La désignation par testament du bénéficiaire d’un contrat d’assurance-vie, doit-elle, pour être modifiée, obéir aux règles propres à la modification d’un testament ?
C’est la question que vient de trancher la Cour de cassation.
La problématique
Article L 132-8 du Code des assurances :
« … En l’absence de désignation d’un bénéficiaire dans la police ou à défaut d’acceptation par le bénéficiaire, le contractant a le droit de désigner un bénéficiaire ou de substituer un bénéficiaire à un autre. Cette désignation ou cette substitution ne peut être opérée, à peine de nullité, qu’avec l’accord de l’assuré, lorsque celui-ci n’est pas le contractant. Cette désignation ou cette substitution peut être réalisée soit par voie d’avenant au contrat, soit en remplissant les formalités édictées par l’article 1690 du code civil, soit par voie testamentaire … »

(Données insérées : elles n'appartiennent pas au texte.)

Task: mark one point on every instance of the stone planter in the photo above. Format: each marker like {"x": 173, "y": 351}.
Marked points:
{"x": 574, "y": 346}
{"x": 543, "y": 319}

Le bénéficiaire peut être désigné par testament sauf si le souscripteur et l’assuré ne sont pas la même personne. Dans ce cas, la clause bénéficiaire doit être signée par le souscripteur et l’assuré, ce qui rend l’utilisation du testament impossible. En effet, le testament ne peut contenir que les volontés personnelles du testateur. L’intervention de tiers à l’occasion de la rédaction d’un testament est parfois prévue, mais dans un rôle strictement défini et qui ne peut être détourné.
Lorsque le testament est choisi comme support, cela restreint-il les modalités de modification de la clause bénéficiaire ?
L’article 1035 du Code civil exige des conditions de forme :
« Les testaments ne pourront être révoqués, en tout ou en partie, que par un testament postérieur ou par un acte devant notaires portant déclaration du changement de volonté. »
Dès lors, quelle est la règle qui prévaut en cas de modification de la clause bénéficiaire établie par testament ? La règle générale du Code civil relative aux révocations de testaments ou la règle spéciale du Code des assurances ?
C’est la question que vient de trancher la Cour de cassation.
La décision
Civ. 1 n°318 du 3 avril 2019
Le souscripteur assuré d’un contrat d’assurance-vie avait désigné ses bénéficiaires par testament authentique, puis modifié ces dispositions par avenants postérieurs.
A son décès, la compagnie verse les capitaux aux derniers bénéficiaires en date.
L’un des bénéficiaires d’origine réclame la part qui lui revenait aux termes du testament authentique aux motifs :
- Que la révocation totale ou partielle d’un testament ne peut résulter que d’un testament postérieur … et non pas d’un avenant au contrat.
- Que la modification par avenant résulte de dispositions spéciales au Droit des assurances, et que des règles spéciales ne peuvent déroger à des règles générales que lorsqu’elles sont de même nature, ce qui ne serait pas le cas, l’article L 132-8 du code des assurances régissant les rapports entre assureur et bénéficiaire alors que l’article 1035 du code civil concerne les rapports entre testateur et héritiers.
La Cour de cassation répond le plus simplement du monde : la désignation initiale du bénéficiaire a valablement été modifiée par les avenants qui ont suivi, conformément au Code des assurances. Aucune condition de parallélisme des formes n’est exigée entre la voie choisie pour la désignation initiale et celle retenue pour la modification.
S’agissant d’avenants au contrat d’assurance vie et non au testament, ce dernier n’est pas révoqué. Seules ses dispositions relatives à la désignation du bénéficiaire perdent leur effet. S’il renfermait d’autres dispositions, celles-ci sont restées valides.